La première remarque est d’ordre linguistique et historique. Dans nos langues nationales, il n’existe pas de mot pour dire le million. Il s’ensuit que le million représente quelque chose de faramineux. Or, après la drastique dévaluation du franc CFA en 1994, les comptes publics sont passés allègrement du million au milliard. Là où, d’incrédulité, l’innommable million vous faisait plisser le front et cligner des yeux, l’innommable milliard vous place au bord de l’évanouissement, et vous devez vous accrocher, pour ne pas tomber, au premier arbre à portée de main. ‘‘Que font-ils, mon Dieu, avec tout l’argent du monde ?’’
La deuxième remarque est d’ordre psychologique. Elle a trait au trouble créé en vous par la question précédente, trouble renforcé par le ballet hallucinant des milliards investis, des milliards volés, des milliards disparus sans trace. Vous vous efforcez de comprendre, de visualiser l’invisible défilé monstrueux, et cette tension vous place au bord de la folie en plus d’éveiller en vous des sentiments pas chrétiens d’envie et de jalousie. Des milliards passent à côté de vous, au-dessus de vous, et vous n’en captez même pas l’ombre. Que Dieu aille au diable ! Car l’enchaînement envie-jalousie-folie vous place au bord du blasphème.
La troisième remarque est de l’ordre de ‘‘la vérité, l’âpre vérité’’, au sens justement de ce que l’enchaînement ci-dessus évoqué vous impose d’intégrer, savoir que les milliards inimaginables ne sont de toute façon pas pour vous. Si, un peu quand même. Mais quand ‘‘nos partenaires au développement’’ auront envoyé au gouvernement des bien importés contre les milliards énoncés, quand les voleurs locaux auront renfloué leurs comptes à l’étranger avec les bakchichs à 10% revus récemment à la hausse à 30%, ce qui vous en restera, à vous personnellement, relève du symbole, un symbole qui frise le mirage.

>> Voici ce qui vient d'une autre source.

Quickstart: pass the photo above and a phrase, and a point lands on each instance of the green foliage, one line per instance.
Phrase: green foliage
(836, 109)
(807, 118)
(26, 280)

La quatrième remarque reprend et explicite la précédente. Elle a trait au syndrome du mirage. Vous le voyez, vous y croyez, vous y courez, mais plus vous vous en approchez et plus il s’éloigne. ‘‘On désespère alors qu’on espère toujours.’’ Mais le désespoir finit par l’emporter. La grosse frustration qui découle de la déception peut vous faire basculer pour de bon dans la folie. Mais pour espérer encore et toujours,vous choisissez la révolte.
Voilà pourquoi les voleurs de milliards doivent savoir quand même raison garder, s’ils n’ont pas perdu la raison et tout sentiment humain. Par ailleurs, sur la base des quatre remarques ci-dessus et d’autres, qui ne sont pas ici listées, les marchands d’illusionsdoivent veiller à ne pas faire dans l’exagération. Annoncer, euphorique, sur le tarmac d’un aéroport que le Millenium Challenge Account est redescendu chez nous avec des milliards, que deux banques descendront chez nous avec des milliards, voilà qui risque de faire croire que ‘‘ça y est, le développement est enfin arrivé’’. C’est faux et l’on n’a pas le droit de le faire croire.
Le mirage, c’est aussi le miroir aux alouettes. L’oiseau y croit tellement qu’il s’en va, à vive allure, s’y briser. L’oiseau, ici, c’est la population qui trime au quotidien pour un revenu de misère. Il n’est de l’intérêt de personne qu’elle aille se casser le nez contre le miroir des milliards : elle se retournerait, et ce serait, dans la cité, la colère déchaînée.Quand donc vous lui parlez de milliards, veuillez lui en parler de façon responsable. Merci beaucoup.